Ils restèrent là un instant, profitant de leur bonheur.

- J'ai oublié de te demander, commença Blaise.

- Oui ?

- Tu voudrais être ma cavalière pour le bal de noël ?

Hermione rigola. Le bal qu'ils devaient organiser pour la semaine d'après était obligatoire pour les Préfets-en-Chef. Ils devaient y aller ensemble comme le voulait la coutume mais elle décida de rentrer dans son jeu.

- J'ai cru que tu ne me le demanderais jamais, rit-elle avant de l'embrasser à nouveau. Il faudra qu'on fasse attention, ajouta-t-elle.

- Oui mais ce ne sera pas facile, soupira-t-il.

- Comment ça ?

- Comment faire pour détester une femme qui sera la plus belle de toute la salle.

- Qui te dit que je serrais la plus belle, répondit-elle en rougissant, consciente du compliment qu'il lui faisait.

- C'est toi et la robe que tu viens de recevoir qui me le dit, le mélange des deux promet d'être époustouflant.

- Ma robe ?

- Elle vient d'arriver, je l'ai mise dans ta chambre.

Hermione courut jusque dans sa chambre et vit un immense paquet sur le lit. Il avait donc ouvert son colis, mais bon, sa curiosité remporta sur l'agacement. Elle s'approcha tandis que Blaise s'appuyait sur le cadre de la porte. Il la vit prendre la petite carte qu'il avait lue auparavant. Une carte venant de sa mère qui disait qu'en entendant parler du bal, Hermione serait contente de ce présent. Celui-ci lui portera chance. Ensuite, Hermione ouvrit la boite blanche et retira la robe étincelante. Hermione fut surprise car elle était magnifique. C'était une robe bustier en satin rouge. Des perles blanches recouvraient une partie du haut.

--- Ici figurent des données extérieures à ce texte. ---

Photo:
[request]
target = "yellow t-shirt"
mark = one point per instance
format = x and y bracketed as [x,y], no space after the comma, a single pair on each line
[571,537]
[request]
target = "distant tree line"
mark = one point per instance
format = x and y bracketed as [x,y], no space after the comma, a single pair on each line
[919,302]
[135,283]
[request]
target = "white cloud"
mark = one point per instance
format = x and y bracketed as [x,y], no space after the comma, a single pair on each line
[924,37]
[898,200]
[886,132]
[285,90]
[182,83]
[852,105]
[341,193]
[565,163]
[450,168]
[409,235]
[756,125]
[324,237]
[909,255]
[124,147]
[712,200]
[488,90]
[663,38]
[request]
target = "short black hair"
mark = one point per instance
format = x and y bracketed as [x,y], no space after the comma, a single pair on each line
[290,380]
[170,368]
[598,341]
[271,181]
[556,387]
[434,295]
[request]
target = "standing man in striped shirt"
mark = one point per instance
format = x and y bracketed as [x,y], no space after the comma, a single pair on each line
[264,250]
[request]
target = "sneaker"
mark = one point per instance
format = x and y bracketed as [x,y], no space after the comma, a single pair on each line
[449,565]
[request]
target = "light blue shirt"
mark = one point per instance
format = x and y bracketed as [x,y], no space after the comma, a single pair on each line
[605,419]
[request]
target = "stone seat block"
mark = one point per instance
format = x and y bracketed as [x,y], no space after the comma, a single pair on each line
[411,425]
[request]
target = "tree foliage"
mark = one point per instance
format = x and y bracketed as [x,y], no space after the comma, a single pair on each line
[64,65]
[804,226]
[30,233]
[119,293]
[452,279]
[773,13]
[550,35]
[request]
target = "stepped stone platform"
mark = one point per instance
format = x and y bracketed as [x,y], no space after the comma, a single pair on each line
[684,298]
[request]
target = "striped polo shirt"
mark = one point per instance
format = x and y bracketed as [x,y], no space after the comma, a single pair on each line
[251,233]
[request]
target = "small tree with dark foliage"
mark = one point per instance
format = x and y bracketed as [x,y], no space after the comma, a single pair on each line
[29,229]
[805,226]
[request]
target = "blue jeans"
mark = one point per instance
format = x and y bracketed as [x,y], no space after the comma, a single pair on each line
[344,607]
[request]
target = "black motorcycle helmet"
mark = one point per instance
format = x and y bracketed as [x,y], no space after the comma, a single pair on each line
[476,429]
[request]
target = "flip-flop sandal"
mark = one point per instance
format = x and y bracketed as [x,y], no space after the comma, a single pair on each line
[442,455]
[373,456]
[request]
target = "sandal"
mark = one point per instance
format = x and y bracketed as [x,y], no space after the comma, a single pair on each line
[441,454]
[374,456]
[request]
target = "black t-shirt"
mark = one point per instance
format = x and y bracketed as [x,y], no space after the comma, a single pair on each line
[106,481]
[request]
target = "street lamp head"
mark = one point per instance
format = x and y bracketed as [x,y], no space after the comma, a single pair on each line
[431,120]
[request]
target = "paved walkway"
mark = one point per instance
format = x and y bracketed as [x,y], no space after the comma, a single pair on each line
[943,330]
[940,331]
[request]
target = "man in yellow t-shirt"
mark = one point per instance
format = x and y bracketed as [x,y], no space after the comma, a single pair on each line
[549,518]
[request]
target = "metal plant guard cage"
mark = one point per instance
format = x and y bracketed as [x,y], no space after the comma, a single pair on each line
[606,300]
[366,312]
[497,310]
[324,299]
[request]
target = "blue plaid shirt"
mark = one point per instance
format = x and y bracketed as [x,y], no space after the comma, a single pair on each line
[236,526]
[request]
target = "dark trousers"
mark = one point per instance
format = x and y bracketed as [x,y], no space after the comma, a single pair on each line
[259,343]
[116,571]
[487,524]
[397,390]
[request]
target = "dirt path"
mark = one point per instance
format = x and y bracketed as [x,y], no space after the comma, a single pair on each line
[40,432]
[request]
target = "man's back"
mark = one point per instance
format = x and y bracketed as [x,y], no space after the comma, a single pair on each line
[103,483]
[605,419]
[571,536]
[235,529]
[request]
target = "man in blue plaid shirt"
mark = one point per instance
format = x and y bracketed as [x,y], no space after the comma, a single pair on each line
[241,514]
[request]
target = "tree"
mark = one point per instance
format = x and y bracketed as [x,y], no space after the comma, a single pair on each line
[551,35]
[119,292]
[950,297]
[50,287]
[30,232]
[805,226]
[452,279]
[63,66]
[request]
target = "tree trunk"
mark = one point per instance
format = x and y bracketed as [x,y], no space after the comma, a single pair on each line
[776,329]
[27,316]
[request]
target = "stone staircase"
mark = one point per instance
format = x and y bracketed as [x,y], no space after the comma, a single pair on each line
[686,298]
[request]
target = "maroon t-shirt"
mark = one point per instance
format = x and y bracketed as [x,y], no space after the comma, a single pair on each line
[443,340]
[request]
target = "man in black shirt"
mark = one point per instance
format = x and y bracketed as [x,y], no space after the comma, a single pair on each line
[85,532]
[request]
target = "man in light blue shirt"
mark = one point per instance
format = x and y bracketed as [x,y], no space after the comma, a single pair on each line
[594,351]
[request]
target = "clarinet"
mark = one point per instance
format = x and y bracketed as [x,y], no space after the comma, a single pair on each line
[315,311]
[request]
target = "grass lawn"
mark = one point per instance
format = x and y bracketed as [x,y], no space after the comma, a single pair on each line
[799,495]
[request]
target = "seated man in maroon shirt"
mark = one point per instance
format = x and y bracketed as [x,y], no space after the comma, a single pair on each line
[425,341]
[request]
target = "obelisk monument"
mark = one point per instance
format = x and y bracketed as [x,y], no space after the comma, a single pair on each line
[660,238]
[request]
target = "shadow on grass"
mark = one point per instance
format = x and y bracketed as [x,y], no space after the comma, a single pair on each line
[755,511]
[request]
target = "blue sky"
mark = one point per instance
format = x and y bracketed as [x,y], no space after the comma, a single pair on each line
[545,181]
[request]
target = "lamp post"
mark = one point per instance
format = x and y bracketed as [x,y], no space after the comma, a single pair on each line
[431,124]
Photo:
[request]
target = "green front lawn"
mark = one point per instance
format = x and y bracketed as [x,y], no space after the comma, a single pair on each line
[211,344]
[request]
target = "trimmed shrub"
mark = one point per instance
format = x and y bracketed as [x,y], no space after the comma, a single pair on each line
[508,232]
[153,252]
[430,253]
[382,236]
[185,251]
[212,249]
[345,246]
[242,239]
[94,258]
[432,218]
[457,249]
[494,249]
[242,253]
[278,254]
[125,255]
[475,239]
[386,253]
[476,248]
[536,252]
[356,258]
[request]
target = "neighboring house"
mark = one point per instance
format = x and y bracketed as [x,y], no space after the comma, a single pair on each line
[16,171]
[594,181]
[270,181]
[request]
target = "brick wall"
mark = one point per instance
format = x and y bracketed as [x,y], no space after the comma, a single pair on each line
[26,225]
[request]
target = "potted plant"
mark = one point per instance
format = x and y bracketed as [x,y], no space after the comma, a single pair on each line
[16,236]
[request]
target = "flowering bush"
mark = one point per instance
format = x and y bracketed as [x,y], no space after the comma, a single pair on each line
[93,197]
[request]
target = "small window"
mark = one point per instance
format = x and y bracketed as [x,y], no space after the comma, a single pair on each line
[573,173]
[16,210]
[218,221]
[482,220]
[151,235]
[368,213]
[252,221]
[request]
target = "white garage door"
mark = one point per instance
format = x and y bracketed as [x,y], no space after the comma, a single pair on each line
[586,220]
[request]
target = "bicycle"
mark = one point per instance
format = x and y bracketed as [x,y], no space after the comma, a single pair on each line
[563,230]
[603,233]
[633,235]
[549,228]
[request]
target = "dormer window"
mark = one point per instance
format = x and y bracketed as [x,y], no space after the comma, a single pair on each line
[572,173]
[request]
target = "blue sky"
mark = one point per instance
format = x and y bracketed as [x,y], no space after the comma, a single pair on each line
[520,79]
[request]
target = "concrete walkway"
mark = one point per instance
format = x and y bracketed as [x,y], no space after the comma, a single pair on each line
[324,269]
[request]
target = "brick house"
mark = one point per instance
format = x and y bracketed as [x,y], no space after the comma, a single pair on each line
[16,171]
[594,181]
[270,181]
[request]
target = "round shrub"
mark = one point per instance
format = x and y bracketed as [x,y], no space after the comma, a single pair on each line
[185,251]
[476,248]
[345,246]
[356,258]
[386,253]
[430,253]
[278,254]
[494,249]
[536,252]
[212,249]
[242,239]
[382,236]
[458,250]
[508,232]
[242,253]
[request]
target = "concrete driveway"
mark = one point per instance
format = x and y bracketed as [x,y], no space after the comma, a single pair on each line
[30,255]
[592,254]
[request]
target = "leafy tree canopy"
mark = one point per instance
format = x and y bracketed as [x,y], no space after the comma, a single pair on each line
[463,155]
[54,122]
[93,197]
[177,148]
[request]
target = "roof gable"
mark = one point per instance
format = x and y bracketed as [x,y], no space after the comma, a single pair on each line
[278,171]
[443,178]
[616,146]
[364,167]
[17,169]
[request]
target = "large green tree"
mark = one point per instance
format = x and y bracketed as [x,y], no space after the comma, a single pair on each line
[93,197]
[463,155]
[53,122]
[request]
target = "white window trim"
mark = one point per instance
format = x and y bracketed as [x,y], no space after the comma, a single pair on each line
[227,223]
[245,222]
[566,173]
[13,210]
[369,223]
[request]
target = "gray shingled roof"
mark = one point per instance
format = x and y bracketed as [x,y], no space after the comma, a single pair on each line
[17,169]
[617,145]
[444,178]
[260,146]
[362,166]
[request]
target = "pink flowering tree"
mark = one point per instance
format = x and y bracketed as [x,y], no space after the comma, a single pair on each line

(http:/ da. images22 .51img1 .com/ 6000/ soleil2000 /a44dd c9b7c02 8f50024 bb2499 6ee3476 .jpg )

Soudain elle réalisa qu'il y avait toujours Blaise dans la pièce. Elle se retourna vers lui avec un regard méchant.

- Oust monsieur Zabini. Un cavalier n'est pas censé voir la robe avant le bal.

- Avoue qu'elle te plait, la taquina-t-il, un grand sourire sur les lèvres.

- Oui, finit-elle par dire, elle est magnifique.